Boeing’s already sluggish aircraft delivery schedule has now screeched to a near halt. Bank of America analysts say the battered aircraft manufacturer is experiencing sharper delivery delays as a result of an ongoing strike against the company.
Citing data from aircraft data analyst Aero Analysis Partners, BofA analyst Ronald Epstein and colleagues said in a Sunday note that only one 737 jet and one 787 jet have been delivered as of mid-October. One other 737 has completed a customer acceptance flight, a test flight used to evaluate the function of the plane before it is delivered. No aircrafts expected to be delivered to Chinese airlines—where Boeing is expected to deliver 8,500 new planes over the next 20 years—have completed a customer acceptance flight this month.
BofA expects Boeing deliveries to hover in the single-digits this month and maintains a neutral rating of the airline.
The delivery standstill is a symptom of the ongoing strike of 33,000 workers that began on Sept. 13, with workers demanding a 40% wage increase over four years and that the company manufactures its yet-to-be-announced new commercial aircraft at its unionized Washington factory. The fallout from the monthslong strike has accounted for an estimated $1 billion reduction in the U.S. GDP and has forced Boeing to consider selling up to $15 billion of new stock to account for the losses.
The strike has been troubling for Boeing’s aircraft delivery schedule in particular, which has already been impaired for years due to pandemic-era supply-chain hiccups and labor shortages. Boeing confirmed to Fortune last month it halted aircraft production of the 737 MAX, 767, 777/777X, P-8, KC-46A Tanker, and E-7 Wedgetail at its unionized Washington plant.

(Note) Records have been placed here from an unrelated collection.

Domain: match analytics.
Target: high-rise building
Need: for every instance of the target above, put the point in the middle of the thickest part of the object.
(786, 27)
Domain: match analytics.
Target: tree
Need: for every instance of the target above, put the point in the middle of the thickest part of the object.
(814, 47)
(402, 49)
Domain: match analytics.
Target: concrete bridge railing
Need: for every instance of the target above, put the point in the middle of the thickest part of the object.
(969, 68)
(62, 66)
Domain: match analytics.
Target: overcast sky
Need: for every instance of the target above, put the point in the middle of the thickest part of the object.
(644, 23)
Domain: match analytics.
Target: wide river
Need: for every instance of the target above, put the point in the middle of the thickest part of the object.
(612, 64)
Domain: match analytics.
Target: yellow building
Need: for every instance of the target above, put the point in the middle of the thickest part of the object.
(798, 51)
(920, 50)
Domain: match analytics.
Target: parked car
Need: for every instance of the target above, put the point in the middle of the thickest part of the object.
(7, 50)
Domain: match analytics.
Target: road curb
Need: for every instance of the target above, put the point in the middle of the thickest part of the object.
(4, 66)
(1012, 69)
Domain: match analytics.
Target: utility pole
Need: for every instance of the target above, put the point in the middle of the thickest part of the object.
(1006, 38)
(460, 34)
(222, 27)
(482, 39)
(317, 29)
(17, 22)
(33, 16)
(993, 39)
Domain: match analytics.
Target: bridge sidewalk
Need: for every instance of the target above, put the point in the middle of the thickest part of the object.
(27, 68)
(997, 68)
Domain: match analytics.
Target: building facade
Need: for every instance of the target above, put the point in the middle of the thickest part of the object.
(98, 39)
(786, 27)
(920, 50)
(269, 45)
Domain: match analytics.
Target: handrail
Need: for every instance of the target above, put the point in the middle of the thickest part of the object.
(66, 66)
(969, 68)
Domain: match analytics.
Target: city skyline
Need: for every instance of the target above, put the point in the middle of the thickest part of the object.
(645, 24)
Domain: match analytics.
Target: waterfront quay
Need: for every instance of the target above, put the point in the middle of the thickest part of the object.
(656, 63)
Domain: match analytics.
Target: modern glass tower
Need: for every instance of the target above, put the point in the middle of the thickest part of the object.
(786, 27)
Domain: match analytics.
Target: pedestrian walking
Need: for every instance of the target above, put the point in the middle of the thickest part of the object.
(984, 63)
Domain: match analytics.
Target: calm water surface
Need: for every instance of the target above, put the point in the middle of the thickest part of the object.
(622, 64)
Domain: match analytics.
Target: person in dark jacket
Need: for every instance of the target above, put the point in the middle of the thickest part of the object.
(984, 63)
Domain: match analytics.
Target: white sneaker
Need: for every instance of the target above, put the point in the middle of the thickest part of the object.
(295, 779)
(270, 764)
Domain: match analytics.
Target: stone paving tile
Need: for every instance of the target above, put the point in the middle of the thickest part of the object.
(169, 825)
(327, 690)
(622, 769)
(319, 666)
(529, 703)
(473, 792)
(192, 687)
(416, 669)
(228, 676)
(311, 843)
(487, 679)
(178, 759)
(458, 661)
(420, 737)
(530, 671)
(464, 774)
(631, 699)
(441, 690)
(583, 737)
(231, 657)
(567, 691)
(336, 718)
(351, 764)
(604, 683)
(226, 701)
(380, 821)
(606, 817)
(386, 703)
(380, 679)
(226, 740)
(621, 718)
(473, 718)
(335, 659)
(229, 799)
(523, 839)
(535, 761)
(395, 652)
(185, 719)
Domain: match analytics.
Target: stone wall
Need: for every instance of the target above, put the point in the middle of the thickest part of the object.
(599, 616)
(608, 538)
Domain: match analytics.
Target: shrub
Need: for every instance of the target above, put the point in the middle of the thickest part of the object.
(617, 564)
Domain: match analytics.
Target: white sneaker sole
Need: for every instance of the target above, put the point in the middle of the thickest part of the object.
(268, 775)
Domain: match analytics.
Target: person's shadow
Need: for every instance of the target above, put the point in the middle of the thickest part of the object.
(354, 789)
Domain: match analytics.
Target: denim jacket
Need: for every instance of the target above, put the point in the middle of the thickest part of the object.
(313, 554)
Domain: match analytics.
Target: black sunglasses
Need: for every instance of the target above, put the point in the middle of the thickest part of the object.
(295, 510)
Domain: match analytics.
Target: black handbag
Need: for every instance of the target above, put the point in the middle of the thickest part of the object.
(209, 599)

“Work at our Fabrication sites in Washington and Oregon will also temporarily pause,” a Boeing spokesperson said. “Employees not represented by this union will continue to report to work as normal.”
Boeing’s ‘doom loop’
Prior to the strike, Boeing was already reeling after a door plug blew off a 737 MAX in January that led to a scathing probe from the Federal Aviation Administration, which found systemic lapses in manufacturing procedures. Former CEO Dave Calhoun left the company in July, opening the door to new boss Kelly Ortberg, the former chief of aerospace giant Rockwell Collins, who emerged from retirement to lead the aircraft manufacturer.
Since his arrival, Ortberg has taken aggressive action to stop the bleeding at Boeing, including removing the head of its troubled defense and space division. His last-ditch effort to avoid a strike ultimately backfired, and the company announced last week it would slash 10% of its workforce, or about 17,000 employees.